Second, whatever Corbett offers should be taken seriously.
This is different. Budgets that Ed Rendell proposed were just one step toward a final product. Corbett's proposal will be, essentially, what will be.
Even if lawmakers tinker with specific line items, "I think you'll see the spend-number stay the same," says House Appropriations Committee boss Rep. Bill Adolph, R-Delco.
I think he's right.
And that "spend-number" is expected to be about $27 billion, or $1 billion less than last year's figure.
Don't count on arguments. Corbett's party controls the process. There's no money to fight over. And, since there's no good news, lawmakers will want to make this more "Corbett's budget" than their own.
After eight straight late budgets, they'll pass this one early and get out of town to avoid wading through daily protests.
Third, balancing a reduced spending plan with a projected deficit of $3 billion to $4 billion without raising taxes means broader, deeper cuts than Pennsylvania's seen, possibly ever.
Unlike the feds, the state by law must balance its budget. Whatever the deficit is must be covered by cuts or revenue. Corbett's no-new-taxes/no-new-fees pledge takes revenue off the table, leaving only cuts.
"People are prepared for it and now's the time to do it," says Senate Appropriations Committee chairman Jake Corman, R-Centre County.

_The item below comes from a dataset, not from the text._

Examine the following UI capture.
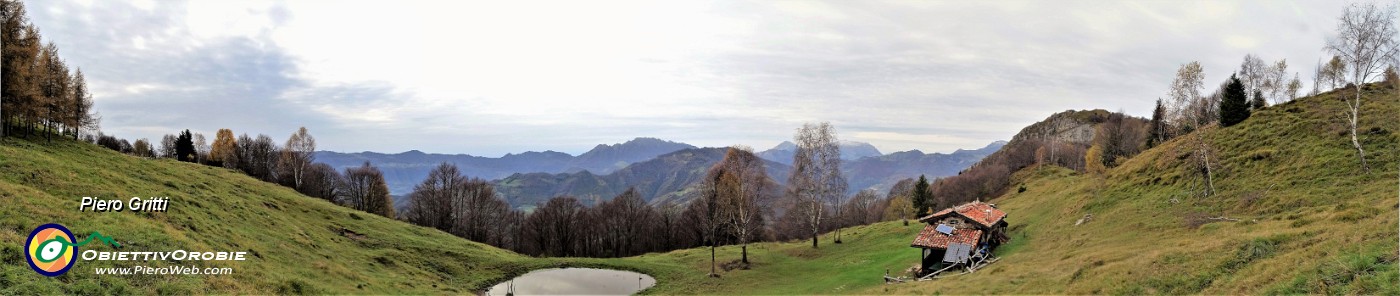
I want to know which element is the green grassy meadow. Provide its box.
[0,82,1400,295]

He says he has no details despite two meetings with the governor at the mansion: "He's a prosecutor. Information goes in, not much comes out." But Corman expects no fiscal tricks and no surprises, just cuts.
As such, education, welfare and health services will take big hits because they have big pots of money.
That's bad news for Philly, something Mayor Nutter briefly acknowledged in his budget address Thursday. Expected state (and federal) cuts, said Nutter, carry the potential for a "devastating impact" on the city.
And former House Appropriations Committee chairman Rep. Dwight Evans, D-Philly, said coming cuts mean "cost-shifting to local governments who then cut services or raise taxes" across the state.
Doesn't matter; state cuts are coming.
What we'll hear tomorrow is likely less Wisconsin-style union-busting, more budget-control/free-market advocacy: fiscal responsibility, school vouchers and privatization; selling the State Stores (though not for revenue this year), and maybe combining or reducing some state agencies.
I hope we hear calls for lawmakers and top officials to scale back perks, because this budget surely calls for those with less to make do with less. Folks living at the margins of society won't find comfort here.
There'll be Democratic clamor about government turning its back on its people. And there's a 10-hour interfaith prayer vigil on the Capitol steps starting at 5:30 a.m. tomorrow to draw attention to budget impacts on the poor.
But here's the thing: The debate's over. It took place during last year's election. Republicans won the governorship and Legislature on promises of no new taxes and less spending.
They're now poised to deliver on those promises.
All that remains are the consequences.
Many citizens who rely on government services, salaries and benefits no doubt will feel abandoned after tomorrow. Many taxpayers not directly reliant on government no doubt will feel vindicated. Either way, we're getting an uncommon budget. Of that there is no doubt.